People seem to always assume independent identical random variables. Corona Virus are seasonal - infections highly locally clustered.

The spreading might refuse to follow slow brownian motion of the herd. If e.g. an aircondition blasts an entire room of people with bad air, how much do herd effects really help?

Does the term "herd immunity" make sense for a seasonal virus at all?



Does the term "herd immunity" make sense for a seasonal virus at all?

Yes. For instance, one of the benefits of widespread flu vaccination is that it slows the rate that the virus spreads at. Herd immunity is just the threshold where enough people have immunity that the spread diminishes. That we don't necessarily reach the threshold doesn't make the lesser effect useless.


> Herd immunity is just the threshold where enough people have immunity that the spread diminishes.

So herd immunity is not about immunity. Quite a misnomer then! Always thought herd immunity protected those still vulnerable, but according to you it merely means the vulnerable may merely be having a few more healthy hours falling sick non the less.


It is about immunity, just not about the individual.
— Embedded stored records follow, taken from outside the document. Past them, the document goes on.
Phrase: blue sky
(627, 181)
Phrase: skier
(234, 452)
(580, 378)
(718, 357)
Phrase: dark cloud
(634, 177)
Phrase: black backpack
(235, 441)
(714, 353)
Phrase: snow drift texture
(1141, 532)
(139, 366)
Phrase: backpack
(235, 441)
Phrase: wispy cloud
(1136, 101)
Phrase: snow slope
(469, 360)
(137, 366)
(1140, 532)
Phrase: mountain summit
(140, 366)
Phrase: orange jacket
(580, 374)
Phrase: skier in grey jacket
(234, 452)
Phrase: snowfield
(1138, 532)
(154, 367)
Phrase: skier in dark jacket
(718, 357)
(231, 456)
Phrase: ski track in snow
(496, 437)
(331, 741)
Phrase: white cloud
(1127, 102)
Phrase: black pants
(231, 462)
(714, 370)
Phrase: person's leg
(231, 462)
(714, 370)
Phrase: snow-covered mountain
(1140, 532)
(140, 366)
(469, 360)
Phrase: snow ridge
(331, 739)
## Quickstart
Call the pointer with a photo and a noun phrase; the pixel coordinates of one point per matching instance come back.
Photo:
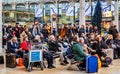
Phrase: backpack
(106, 62)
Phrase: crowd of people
(83, 41)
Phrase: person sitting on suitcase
(25, 45)
(78, 51)
(14, 47)
(53, 44)
(46, 54)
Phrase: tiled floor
(113, 69)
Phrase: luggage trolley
(35, 56)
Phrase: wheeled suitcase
(11, 60)
(91, 64)
(109, 53)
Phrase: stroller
(33, 58)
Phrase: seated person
(86, 49)
(78, 51)
(46, 54)
(14, 47)
(53, 44)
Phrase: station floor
(112, 69)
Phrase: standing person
(14, 47)
(81, 30)
(89, 30)
(17, 30)
(36, 29)
(62, 32)
(113, 31)
(117, 43)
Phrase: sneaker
(53, 66)
(62, 63)
(49, 67)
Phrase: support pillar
(82, 13)
(0, 27)
(116, 15)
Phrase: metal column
(82, 13)
(116, 15)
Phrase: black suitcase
(11, 60)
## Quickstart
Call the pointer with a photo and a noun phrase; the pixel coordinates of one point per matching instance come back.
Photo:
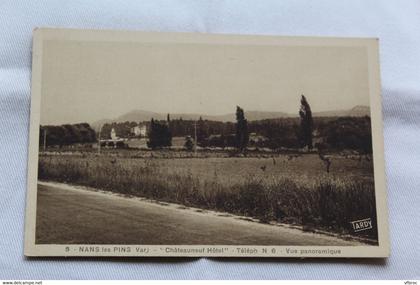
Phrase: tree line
(335, 133)
(66, 134)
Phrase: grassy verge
(322, 203)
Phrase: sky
(85, 81)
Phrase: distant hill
(357, 111)
(142, 115)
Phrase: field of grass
(279, 188)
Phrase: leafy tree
(67, 134)
(159, 135)
(306, 123)
(189, 145)
(242, 135)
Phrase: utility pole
(195, 138)
(45, 139)
(99, 140)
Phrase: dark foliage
(189, 144)
(159, 135)
(306, 123)
(67, 134)
(242, 135)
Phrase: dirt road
(68, 214)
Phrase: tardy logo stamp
(362, 225)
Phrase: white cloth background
(396, 23)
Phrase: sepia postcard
(183, 144)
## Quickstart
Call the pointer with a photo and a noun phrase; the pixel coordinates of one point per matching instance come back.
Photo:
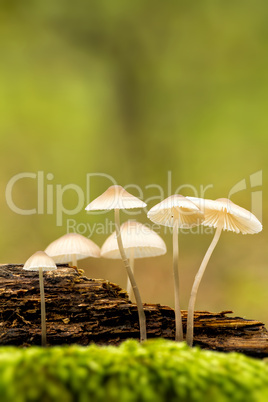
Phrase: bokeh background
(141, 91)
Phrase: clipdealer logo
(49, 196)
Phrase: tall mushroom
(116, 198)
(177, 212)
(221, 214)
(138, 241)
(72, 247)
(40, 262)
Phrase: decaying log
(82, 310)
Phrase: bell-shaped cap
(39, 260)
(63, 249)
(176, 208)
(227, 214)
(136, 238)
(115, 197)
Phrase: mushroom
(177, 212)
(40, 262)
(72, 247)
(221, 214)
(139, 242)
(116, 198)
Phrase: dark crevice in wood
(83, 310)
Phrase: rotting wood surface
(82, 310)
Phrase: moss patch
(158, 370)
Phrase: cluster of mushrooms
(133, 240)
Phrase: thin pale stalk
(131, 263)
(74, 260)
(198, 278)
(43, 308)
(142, 319)
(178, 320)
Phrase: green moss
(155, 371)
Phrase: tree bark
(82, 310)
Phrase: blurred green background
(140, 91)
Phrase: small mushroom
(177, 212)
(221, 214)
(40, 262)
(116, 198)
(139, 242)
(72, 247)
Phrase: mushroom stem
(198, 278)
(142, 319)
(74, 260)
(43, 308)
(131, 263)
(178, 320)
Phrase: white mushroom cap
(39, 260)
(115, 197)
(224, 212)
(63, 249)
(136, 237)
(176, 207)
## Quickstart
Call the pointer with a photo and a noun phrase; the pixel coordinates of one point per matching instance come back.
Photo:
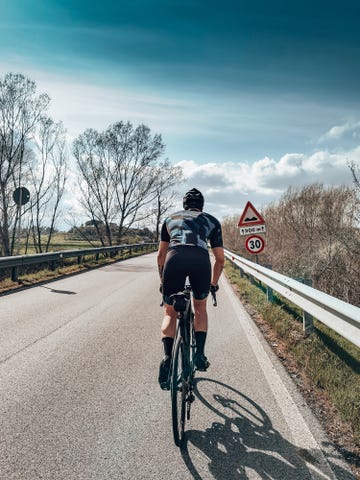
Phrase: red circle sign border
(252, 238)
It means that if the virus spreads to a non-immune individual from the outside the spread inside the herd will eventually stop (but we don't know when). It can still reach an arbitrary number of non-immune individuals, but given infinite time and an infinite herd, it will eventually stop.

Low level zero friction school physics analogy: think of a ball rolling onto an inclined plane. If the plane is angled upwards the ball will slow down and eventually stop rolling further upwards, if the plane is angled downwards it will just continue accelerating forever. But in the upwards case no place on the plane is truly safe from getting reached by the ball, because speed and angle is not specified. Herd immunity means that the slope is upwards, but the velocity would still be an open-ended random distribution.
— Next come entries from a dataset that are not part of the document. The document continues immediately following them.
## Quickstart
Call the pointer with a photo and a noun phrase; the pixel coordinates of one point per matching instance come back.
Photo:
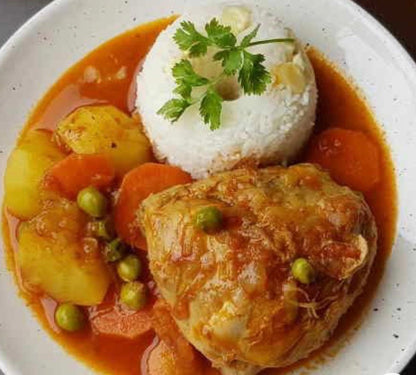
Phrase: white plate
(66, 30)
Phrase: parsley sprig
(235, 59)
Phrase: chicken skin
(233, 292)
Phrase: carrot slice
(350, 156)
(77, 172)
(137, 185)
(112, 319)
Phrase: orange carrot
(77, 172)
(350, 157)
(137, 185)
(112, 319)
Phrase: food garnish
(133, 295)
(209, 219)
(70, 317)
(235, 59)
(129, 268)
(92, 202)
(114, 250)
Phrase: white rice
(270, 128)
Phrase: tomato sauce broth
(113, 67)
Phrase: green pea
(103, 229)
(303, 271)
(133, 295)
(70, 317)
(209, 219)
(91, 201)
(129, 268)
(114, 250)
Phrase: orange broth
(340, 105)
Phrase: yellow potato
(55, 259)
(105, 129)
(26, 166)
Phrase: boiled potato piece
(54, 257)
(26, 166)
(105, 129)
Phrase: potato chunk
(55, 258)
(25, 169)
(105, 129)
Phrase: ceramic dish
(61, 34)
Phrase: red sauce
(340, 105)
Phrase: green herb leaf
(253, 76)
(174, 109)
(211, 108)
(183, 72)
(249, 37)
(188, 38)
(220, 35)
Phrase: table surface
(398, 16)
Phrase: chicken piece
(232, 292)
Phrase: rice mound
(265, 129)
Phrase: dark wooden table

A more accurate model for virus spread would replace momentum with dice rolls and slope with success thresholds, but that's just more difficult to imagine (unless your biography contains a phase of obsessing over p&p rpg rules).


With more individuals having immunity, it's likely the disease won't reach as many individuals who are vulnerable because they lack immunity and have underlying medical conditions. It's the level when outbreaks can stay localized instead of spreading to everyone.
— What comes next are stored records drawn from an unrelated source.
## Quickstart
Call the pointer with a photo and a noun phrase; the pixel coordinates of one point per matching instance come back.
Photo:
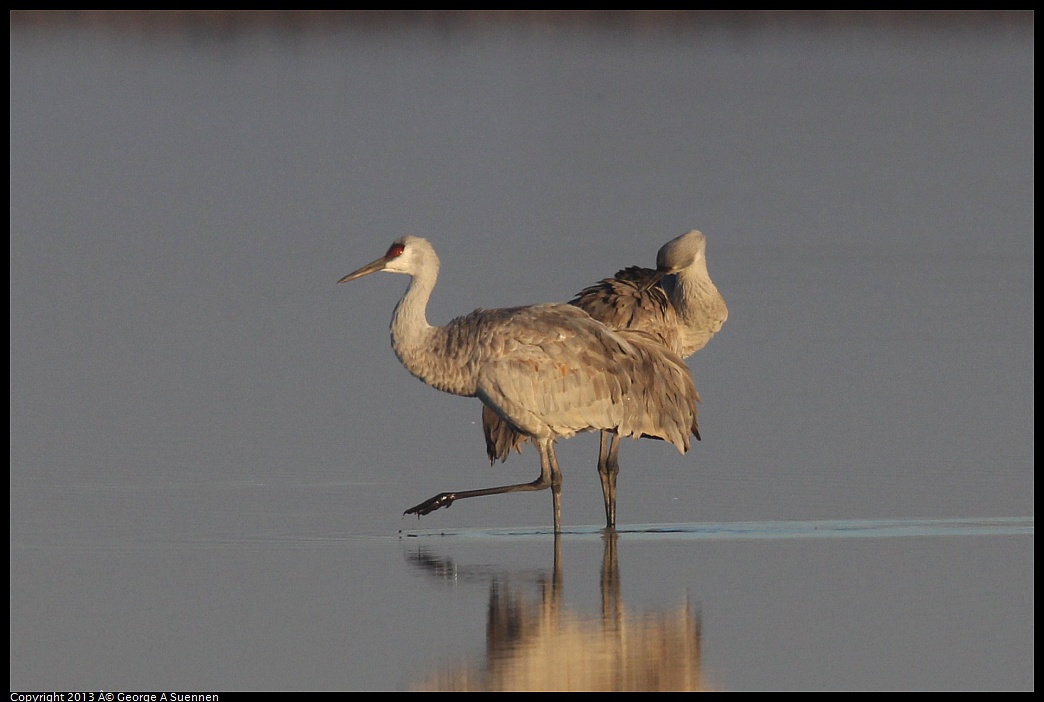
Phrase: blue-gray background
(212, 444)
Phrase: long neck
(700, 306)
(426, 351)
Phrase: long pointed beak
(365, 271)
(657, 277)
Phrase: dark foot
(429, 506)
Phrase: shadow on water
(537, 642)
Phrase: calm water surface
(212, 444)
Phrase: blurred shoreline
(231, 20)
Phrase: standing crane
(547, 371)
(677, 302)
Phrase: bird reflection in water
(541, 644)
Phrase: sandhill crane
(678, 302)
(549, 371)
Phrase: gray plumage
(675, 303)
(547, 371)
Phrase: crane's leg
(550, 476)
(609, 446)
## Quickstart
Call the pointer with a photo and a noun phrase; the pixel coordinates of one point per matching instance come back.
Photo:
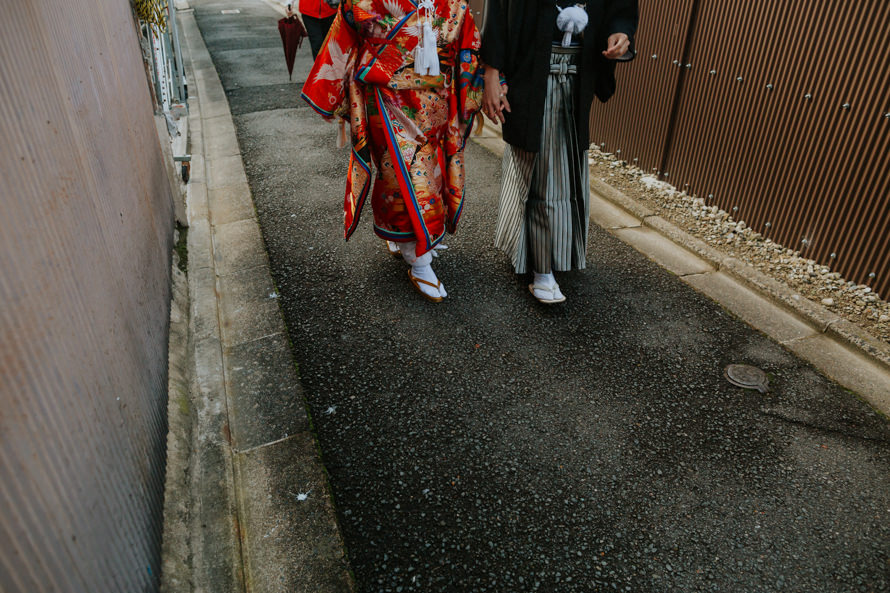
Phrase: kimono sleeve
(327, 87)
(469, 81)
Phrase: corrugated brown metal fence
(777, 111)
(85, 241)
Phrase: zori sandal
(418, 281)
(548, 295)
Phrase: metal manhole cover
(746, 376)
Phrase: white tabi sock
(420, 268)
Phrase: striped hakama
(544, 203)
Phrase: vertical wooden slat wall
(782, 117)
(85, 240)
(634, 123)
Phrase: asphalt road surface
(490, 443)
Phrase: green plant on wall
(152, 11)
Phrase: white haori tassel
(426, 56)
(571, 20)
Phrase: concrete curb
(260, 516)
(841, 350)
(175, 568)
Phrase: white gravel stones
(855, 302)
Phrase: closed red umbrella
(292, 33)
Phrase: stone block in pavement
(855, 371)
(204, 315)
(219, 137)
(606, 191)
(750, 306)
(265, 398)
(609, 216)
(215, 108)
(247, 309)
(222, 171)
(663, 251)
(291, 543)
(214, 521)
(237, 246)
(196, 204)
(231, 203)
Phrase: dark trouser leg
(318, 30)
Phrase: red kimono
(413, 127)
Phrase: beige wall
(85, 240)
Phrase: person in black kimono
(553, 57)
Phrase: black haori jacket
(517, 39)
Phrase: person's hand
(618, 45)
(494, 97)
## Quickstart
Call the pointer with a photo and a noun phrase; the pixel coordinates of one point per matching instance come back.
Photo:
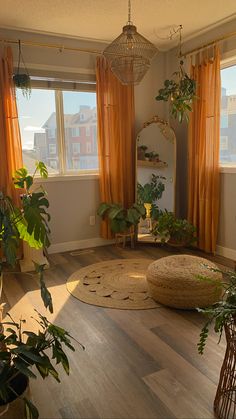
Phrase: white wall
(227, 222)
(72, 202)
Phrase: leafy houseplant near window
(175, 231)
(222, 316)
(180, 91)
(120, 218)
(21, 350)
(150, 192)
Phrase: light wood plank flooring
(137, 364)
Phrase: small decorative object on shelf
(223, 317)
(148, 163)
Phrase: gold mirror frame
(168, 134)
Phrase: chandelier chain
(129, 12)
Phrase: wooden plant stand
(122, 237)
(225, 399)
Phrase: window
(52, 148)
(228, 117)
(49, 135)
(76, 148)
(88, 147)
(76, 104)
(76, 132)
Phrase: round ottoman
(173, 281)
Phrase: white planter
(32, 255)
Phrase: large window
(228, 117)
(54, 128)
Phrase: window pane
(228, 116)
(80, 122)
(37, 118)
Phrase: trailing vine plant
(180, 91)
(221, 313)
(22, 79)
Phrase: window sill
(227, 169)
(66, 178)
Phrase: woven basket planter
(225, 400)
(173, 281)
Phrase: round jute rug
(119, 283)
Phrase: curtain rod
(45, 45)
(222, 38)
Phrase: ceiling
(103, 19)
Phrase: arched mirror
(155, 172)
A good friend of mine has done a lot of research on infectious diseases.

An individual has immunity when the immune response is triggered. By definition. It was very confusing to me at first before I caught on to the meaning of the term.

It makes sense when you think about it. Can you "get" the virus a second time? Of course of can. That doesn't contradict the fact that you have some level of "immunity".

After all, the immune response is a big part of what most of us feel when getting sick.


Yes, herd immunity does not prevent a given individual from becoming infected, it's a group measurement. Of course, as the rate of spread diminishes, the likelihood of a given individual becoming infected does go down.


You probably shouldn't rely on some random HN poster for your definition of what herd immunity means. It's a well defined term in the epidemiological field, and definitions are readily available via sites such as Wikipedia and search engines.


Hm. For a seasonal virus what would the definition of "diminishing" be?


It's a new virus each time. Each time, it diminishes to zero.